American contemporary culture - and the American contemporary Christianity that is very influenced by that culture - is terrible with the issue of suffering. Prosperity/health & wealth/emotional health & mental wealth "gospels" are far more pervasive than I think most American Christians realize - and it all seems to completely at odds with Jesus and his life and teachings.
In the end, that is what my encounter with Buddhism taught me: it refocused me on Jesus, rather than church culture. (Then the struggles about Jesus have come, but that is a somewhat different struggle.)
Becky, very provocative statements.
There was a saying around LAbri, "Christianity works because it is true, it isn't true because it works."
I do know what they mean and actually, I've seen Christianity work beautifully. I've seen broken marriages healed . . . and not just pretend healing . . . when both sides depended on Christian principles of forgiveness, and repentance and etc.
But I've also seen Christianity outdone by those who are not. It does leave one scratching their heads. There is also something inherent with the way that many of us think about Christianity that makes it prone to disappointment.
I, and I know I sound like a broken record, do believe that when you believe that some kind of perfection is achievable by using Christian growth (but in reality it is not) then you start to live in the "magical" world of pretend. Where a tract can radically fix all that ails your life and anything short of it (even a kind person listening to you for hours) is worthless. That you can overcome all your problems by the magic Christian jelly beans . . . I digress.
Becky-
The health/wrealth prosperity gospel is ingrained, very engrained in modern American evangelical culture. You don't have to look to the televangelsits for perverse teaching, go to your local Bible based church, parachurch ministry, and small groups. What was taught there wouldn't help with any of the following situations I knew of...

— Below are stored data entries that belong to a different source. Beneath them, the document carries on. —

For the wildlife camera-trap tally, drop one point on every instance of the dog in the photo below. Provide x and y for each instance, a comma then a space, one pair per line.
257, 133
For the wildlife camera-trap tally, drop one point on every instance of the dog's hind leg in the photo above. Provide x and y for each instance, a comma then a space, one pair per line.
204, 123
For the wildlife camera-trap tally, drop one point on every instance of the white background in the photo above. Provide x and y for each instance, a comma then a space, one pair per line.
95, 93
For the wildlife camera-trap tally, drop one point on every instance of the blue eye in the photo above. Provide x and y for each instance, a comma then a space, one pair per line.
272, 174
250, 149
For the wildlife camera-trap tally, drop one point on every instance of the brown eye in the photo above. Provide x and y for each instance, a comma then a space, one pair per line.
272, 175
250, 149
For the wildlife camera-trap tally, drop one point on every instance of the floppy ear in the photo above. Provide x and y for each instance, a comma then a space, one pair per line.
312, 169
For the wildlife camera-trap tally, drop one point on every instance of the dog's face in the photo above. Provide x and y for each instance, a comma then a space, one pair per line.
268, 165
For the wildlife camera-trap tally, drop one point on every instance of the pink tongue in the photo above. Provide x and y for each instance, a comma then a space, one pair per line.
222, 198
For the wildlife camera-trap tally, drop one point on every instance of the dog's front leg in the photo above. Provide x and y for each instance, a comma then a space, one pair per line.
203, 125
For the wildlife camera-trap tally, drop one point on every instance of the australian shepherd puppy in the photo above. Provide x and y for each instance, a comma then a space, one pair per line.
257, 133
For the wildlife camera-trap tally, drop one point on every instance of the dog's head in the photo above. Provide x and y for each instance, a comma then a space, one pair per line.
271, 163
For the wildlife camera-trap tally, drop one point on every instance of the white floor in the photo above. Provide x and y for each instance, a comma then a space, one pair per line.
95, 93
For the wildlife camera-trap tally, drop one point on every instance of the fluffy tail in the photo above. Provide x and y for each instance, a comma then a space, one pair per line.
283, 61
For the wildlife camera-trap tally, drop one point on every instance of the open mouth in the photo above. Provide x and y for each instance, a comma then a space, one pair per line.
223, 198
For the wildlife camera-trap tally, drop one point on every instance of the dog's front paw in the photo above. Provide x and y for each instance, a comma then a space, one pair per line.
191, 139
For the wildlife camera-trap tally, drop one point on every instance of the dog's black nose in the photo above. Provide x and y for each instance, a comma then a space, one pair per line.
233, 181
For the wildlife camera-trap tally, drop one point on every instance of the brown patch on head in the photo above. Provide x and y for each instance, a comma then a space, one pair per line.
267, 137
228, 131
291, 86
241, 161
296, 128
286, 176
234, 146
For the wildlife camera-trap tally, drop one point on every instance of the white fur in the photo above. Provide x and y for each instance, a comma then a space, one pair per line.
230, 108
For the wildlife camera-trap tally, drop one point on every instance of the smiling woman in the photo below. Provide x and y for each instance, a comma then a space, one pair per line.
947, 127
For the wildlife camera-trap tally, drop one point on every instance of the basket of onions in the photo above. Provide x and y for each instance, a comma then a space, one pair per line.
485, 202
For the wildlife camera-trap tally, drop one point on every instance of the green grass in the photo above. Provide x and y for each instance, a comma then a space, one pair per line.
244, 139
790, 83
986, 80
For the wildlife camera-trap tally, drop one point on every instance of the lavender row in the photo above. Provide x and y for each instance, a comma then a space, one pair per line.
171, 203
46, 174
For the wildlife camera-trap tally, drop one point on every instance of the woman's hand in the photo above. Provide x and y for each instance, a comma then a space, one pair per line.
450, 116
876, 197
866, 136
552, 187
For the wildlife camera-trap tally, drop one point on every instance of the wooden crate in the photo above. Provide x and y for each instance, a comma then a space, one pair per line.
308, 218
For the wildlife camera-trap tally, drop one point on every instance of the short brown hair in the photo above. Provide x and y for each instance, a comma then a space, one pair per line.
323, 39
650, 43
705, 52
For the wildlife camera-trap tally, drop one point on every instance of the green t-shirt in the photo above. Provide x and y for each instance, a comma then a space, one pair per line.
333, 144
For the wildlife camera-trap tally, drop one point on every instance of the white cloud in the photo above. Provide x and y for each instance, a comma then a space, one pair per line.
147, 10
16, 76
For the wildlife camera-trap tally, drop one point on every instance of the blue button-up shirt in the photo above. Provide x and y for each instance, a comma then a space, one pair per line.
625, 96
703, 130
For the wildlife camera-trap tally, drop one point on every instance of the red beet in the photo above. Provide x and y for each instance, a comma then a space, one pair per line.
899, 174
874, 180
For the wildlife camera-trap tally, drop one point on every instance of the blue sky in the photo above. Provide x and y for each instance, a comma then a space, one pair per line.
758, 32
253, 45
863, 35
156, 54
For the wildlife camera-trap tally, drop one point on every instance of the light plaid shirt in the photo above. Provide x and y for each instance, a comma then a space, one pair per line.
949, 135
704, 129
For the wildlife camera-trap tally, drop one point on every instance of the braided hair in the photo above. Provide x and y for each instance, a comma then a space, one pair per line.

1. A person who lost their job in the recession who has been unable to find employment.
2. Friend dealing with homosexuality where prayers were unanswered and he was angry and overwhlemed with why.
3. Myself being single, being told that it was a sin to be single, yet my frustrations of not being able to find the right person yet.
3. Relative dealing with depression and paranoid schizophrenia for 15 years.
4. In one small group I was in this "prosperity gospel" was believed even when one of the members brother died of cancer in his mid 20's.
Bottom line....it's all over the place.